Flache Hierarchien, Ideenreichtum und Flexibilität sind Triebfedern für die Innovationskraft im Handwerk. Tipps zu Fördermitteln, Wettbewerben und Ansprechpartnern und ein Beispiel, wie die Kooperation von Handwerk und Hochschule gelingen kann.

Die B+S Engineering GmbH aus Rheine  ist ein Paradebeispiel für hochinnovatives Handwerk. Und für die gelungene Zusammenarbeit von Handwerk und Hochschulen. Das Unternehmen fertigt seit 1978 Formen und Maschinen für Rohre und Schächte aus Beton. Seit den 90er Jahren hat sich der Handwerksbetrieb auf Anlagen für Schachtunterteile aus Beton spezialisiert. Die kommen in Abwasserkanälen zum Einsatz – immerhin rund 540.700 Kilometer davon gibt es in Deutschland.

In der Vergangenheit wurden die Gerinneprofile für die Abwasserkanäle überwiegend von Hand einbetoniert, was nicht nur sehr aufwendig und arbeitsintensiv ist, sondern auch fehleranfällig. "Inzwischen werden die Schachtunterteile inklusive Gerinne immer mehr aus einem Guss gebaut. Als Monolith sind sie auch länger haltbar", erzählt Geschäftsführer Stephan Sehliger.

Der Wirtschaftsingenieur und Maschinenbauingenieur hat das Unternehmen vor knapp 20 Jahren von seinem Vater übernommen. Seitdem treibt er das internationale Geschäft, aber auch die Entwicklung und Digitalisierung im Betrieb voran.

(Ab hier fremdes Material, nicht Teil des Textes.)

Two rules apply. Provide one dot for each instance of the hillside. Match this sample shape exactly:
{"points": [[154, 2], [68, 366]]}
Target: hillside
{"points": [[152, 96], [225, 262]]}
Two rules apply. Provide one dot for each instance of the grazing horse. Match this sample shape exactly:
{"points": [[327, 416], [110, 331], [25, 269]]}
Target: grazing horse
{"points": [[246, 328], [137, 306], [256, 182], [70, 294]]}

Die Erfindung von Stephan Sehliger ist komplex: Mit dem von dem Handwerksbetrieb entwickelten Robotersystem "Peco" wird das Negativ für das Schachtunterteil vollautomatisch gefertigt. Und ein wiederverwertbarer Werkstoff kommt dabei auch noch ins Spiel: Wachs. Das Forschungsprojekt, das der Betrieb mit der  TU Braunschweig umgesetzt hat, wurde vom Bund finanziell gefördert.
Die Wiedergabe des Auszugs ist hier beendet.